- Nickname: Autan Bawo
- Interactive map of Rano Emirate
- Rano Emirate Location in Nigeria
- Coordinates: 11°33′26″N 8°35′00″E﻿ / ﻿11.55722°N 8.58333°E
- Country: Nigeria
- State: Kano State

Government
- • First Class Emir: Alhaji Kabiru Muhammad Inuwa
- • Local Government Chairman: Muhammad Ñaziru Yau

Area
- • Total: 520 km^{2} (200 sq mi)

Population (2006 census)
- • Total: 145,439
- • Density: 280/km^{2} (720/sq mi)
- Time zone: UTC+1 (WAT)
- 3-digit postal code prefix: 710
- ISO 3166 code: NG.KN.RA

= Rano =

Rano is a town and Local Government Area and headquarter of Rano Emirate council in Kano State, Nigeria.

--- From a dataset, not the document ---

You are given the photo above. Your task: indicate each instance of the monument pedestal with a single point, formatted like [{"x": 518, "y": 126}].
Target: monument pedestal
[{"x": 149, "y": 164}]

It has an area of 520 km^{2} and a population of 145,439 at the 2006 census.

==History==

Rano was one of the seven legitimate Hausa states ("Hausa Bakwai") and according to tradition was founded by Zamna Kogi, a descendant of the legendary Bayajidda. During the reign of Yaji I (1349-85), the Kingdom of Kano conquered Rano and occupied it for two years, after which Rano continued to exist however never regained its sovereignty.

==Climate==
The rainy season in Rano is oppressive and largely cloudy, the dry season is partly gloomy, and it is hot all year. Throughout the year, the temperature normally ranges from 54°F to 100 °F, with temperatures rarely falling below 48 °F or rising above 105 °F. The hot season, which runs from March 13 to May 15, lasts for 2.0 months and with daily highs that average more than 97 °F. In Rano, April is the warmest month of the year, with typical highs of 99 °F and lows of 72 °F. The 1.9-month cool season, which runs from November 29 to January 27 on average, has daily maximum temperatures that are lower than 88 °F. January is the coldest month of the year in Rano, with an average high temperature of 87 °F and low of 55 °F.

Rano experiences a climate classified as subtropical steppe (BSh). The district experiences an annual temperature of 32.68 °C (90.82 °F), which is 3.22% higher than the average for Nigeria. Rano experiences 66.95 wet days (18.34% of the time) and 52.93 millimeters (2.08 inches) of precipitation on average each year.

Rano LGA has an average temperature of 33 degrees Celsius or 91 degrees Fahrenheit with a total area of 520 square kilometres or 200 square miles. The two main seasons in the Local Government Area are the dry and the rainy seasons, with an average wind speed of 10 km/h.